Lab Interpretation: Low protein S in adults
Author:
Kenneth A Bauer, MD
Section Editor:
Lawrence LK Leung, MD
Deputy Editor:
Jean E Mulder, MD
Literature review current through: Apr 2025. | This topic last updated: Mar 09, 2021.

ALGORITHM — 

(algorithm 1)

INITIAL EVALUATION — 

Plasma protein S is measured as part of an evaluation for inherited thrombophilia in selected patients with venous thromboembolism (VTE) and features suggestive of an inherited thrombophilia, such as a strong family history of VTE, known familial protein S deficiency, first VTE before age 50, VTE in an unusual site (eg, portal, mesenteric, or cerebral vein), or recurrent VTE. Individuals who have not had a VTE but have a known family history of protein S deficiency are also candidates for testing. (See "Protein S deficiency", section on 'Overview of evaluation and diagnosis'.)

Protein S deficiency can be inherited or acquired. Protein S deficiency is the most difficult of the hereditary thrombophilias to diagnose with certainty. Genetic testing for the multiple mutations that cause protein S deficiency is not readily available outside of a research setting. There are different tests to measure protein S (eg, free protein S antigen, total protein S antigen, protein S functional assay). However, protein S levels in the general population vary widely, and there is no ideal cutoff level that distinguishes between individuals with and without protein S deficiency. The value used depends on the assay, the clinical setting, and the age of the patient. In addition, acquired causes of low protein S (table 1) are more common than inherited causes and should be considered prior to inferring that the protein S deficiency is hereditary. (See "Protein S deficiency".)

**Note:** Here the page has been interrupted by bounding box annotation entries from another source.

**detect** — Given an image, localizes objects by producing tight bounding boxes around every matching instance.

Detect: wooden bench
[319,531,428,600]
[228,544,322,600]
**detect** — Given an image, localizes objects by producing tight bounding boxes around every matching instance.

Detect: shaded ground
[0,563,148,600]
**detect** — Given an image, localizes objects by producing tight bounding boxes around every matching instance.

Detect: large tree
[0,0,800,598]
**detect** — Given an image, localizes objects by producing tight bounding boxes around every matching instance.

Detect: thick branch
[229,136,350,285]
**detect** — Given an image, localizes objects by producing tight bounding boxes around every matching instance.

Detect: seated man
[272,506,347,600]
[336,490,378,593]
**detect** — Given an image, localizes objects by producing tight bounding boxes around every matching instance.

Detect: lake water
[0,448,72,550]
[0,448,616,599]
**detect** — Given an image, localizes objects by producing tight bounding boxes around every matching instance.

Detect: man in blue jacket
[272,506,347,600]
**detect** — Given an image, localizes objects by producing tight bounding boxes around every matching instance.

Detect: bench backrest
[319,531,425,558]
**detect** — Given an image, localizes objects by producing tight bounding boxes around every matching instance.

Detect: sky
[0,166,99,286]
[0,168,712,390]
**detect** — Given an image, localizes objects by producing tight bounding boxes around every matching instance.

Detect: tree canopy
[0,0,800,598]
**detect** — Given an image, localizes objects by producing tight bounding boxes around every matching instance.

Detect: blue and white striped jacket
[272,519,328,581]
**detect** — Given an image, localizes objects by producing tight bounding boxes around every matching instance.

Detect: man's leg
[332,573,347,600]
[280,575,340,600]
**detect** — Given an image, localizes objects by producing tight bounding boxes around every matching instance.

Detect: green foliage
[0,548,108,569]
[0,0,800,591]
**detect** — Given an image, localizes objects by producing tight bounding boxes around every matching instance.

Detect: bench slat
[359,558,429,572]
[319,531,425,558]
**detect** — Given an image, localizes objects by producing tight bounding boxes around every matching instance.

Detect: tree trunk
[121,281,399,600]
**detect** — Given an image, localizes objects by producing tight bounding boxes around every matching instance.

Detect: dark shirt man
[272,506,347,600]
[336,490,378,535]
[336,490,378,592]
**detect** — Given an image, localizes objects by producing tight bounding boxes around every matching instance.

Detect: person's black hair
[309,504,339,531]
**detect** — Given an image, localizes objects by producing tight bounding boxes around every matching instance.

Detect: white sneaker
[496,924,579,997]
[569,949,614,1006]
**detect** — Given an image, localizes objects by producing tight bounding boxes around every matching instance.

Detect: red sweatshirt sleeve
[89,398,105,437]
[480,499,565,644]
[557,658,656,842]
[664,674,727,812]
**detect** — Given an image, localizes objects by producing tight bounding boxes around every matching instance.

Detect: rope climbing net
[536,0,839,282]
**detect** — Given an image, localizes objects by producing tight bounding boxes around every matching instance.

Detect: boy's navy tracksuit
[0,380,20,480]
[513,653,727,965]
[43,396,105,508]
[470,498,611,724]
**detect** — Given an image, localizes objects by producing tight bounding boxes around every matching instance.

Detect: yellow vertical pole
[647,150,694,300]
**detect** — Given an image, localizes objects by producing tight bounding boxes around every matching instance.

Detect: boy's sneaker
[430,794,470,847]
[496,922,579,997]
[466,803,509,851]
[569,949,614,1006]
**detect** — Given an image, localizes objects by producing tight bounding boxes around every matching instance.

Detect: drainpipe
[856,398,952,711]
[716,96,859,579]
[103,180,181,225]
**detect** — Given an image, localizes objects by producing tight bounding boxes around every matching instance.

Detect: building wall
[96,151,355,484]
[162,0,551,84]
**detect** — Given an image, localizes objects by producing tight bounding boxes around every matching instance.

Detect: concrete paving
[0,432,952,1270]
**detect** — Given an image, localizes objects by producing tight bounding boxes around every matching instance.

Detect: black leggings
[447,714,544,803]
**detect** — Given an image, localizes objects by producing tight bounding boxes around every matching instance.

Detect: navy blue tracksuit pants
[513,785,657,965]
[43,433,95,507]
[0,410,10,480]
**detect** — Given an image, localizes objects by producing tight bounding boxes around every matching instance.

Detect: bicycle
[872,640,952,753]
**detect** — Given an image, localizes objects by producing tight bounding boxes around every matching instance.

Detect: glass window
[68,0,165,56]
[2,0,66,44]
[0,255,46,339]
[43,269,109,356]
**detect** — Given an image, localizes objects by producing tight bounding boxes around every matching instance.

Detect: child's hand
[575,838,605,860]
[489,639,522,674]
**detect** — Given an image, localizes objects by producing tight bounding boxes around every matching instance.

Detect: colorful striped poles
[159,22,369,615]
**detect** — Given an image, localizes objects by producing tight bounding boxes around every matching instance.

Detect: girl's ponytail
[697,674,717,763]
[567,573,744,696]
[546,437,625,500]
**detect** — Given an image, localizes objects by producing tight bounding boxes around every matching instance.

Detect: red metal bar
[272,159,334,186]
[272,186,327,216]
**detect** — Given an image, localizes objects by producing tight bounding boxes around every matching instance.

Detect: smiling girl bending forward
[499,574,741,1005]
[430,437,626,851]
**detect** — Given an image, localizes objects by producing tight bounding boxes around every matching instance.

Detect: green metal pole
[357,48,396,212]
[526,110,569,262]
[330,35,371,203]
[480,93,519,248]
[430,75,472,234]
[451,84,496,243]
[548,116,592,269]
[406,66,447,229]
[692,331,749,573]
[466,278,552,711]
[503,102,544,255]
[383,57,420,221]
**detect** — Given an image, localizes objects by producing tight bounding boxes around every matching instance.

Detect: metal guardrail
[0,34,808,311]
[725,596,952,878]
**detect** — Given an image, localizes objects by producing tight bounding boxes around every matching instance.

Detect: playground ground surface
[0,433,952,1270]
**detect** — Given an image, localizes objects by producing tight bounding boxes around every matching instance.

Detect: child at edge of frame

Free protein S antigen level (measured with an immunoassay) is the preferred screening test for diagnosing hereditary protein S deficiency. Obtain hematology consultation to help interpret abnormal test results and to guide further evaluation (see "Protein S deficiency", section on 'Diagnosis' and "Evaluating adult patients with established venous thromboembolism for acquired and inherited risk factors", section on 'Patients without a family history of VTE'):

If the initial test result was a low free protein S antigen and testing was performed in an asymptomatic individual with a positive family history for protein S deficiency, the patient has protein S deficiency, and there is no need to repeat the test. Provide education about VTE prophylaxis. Inform first-degree relatives about diagnosis and need for testing if not yet performed.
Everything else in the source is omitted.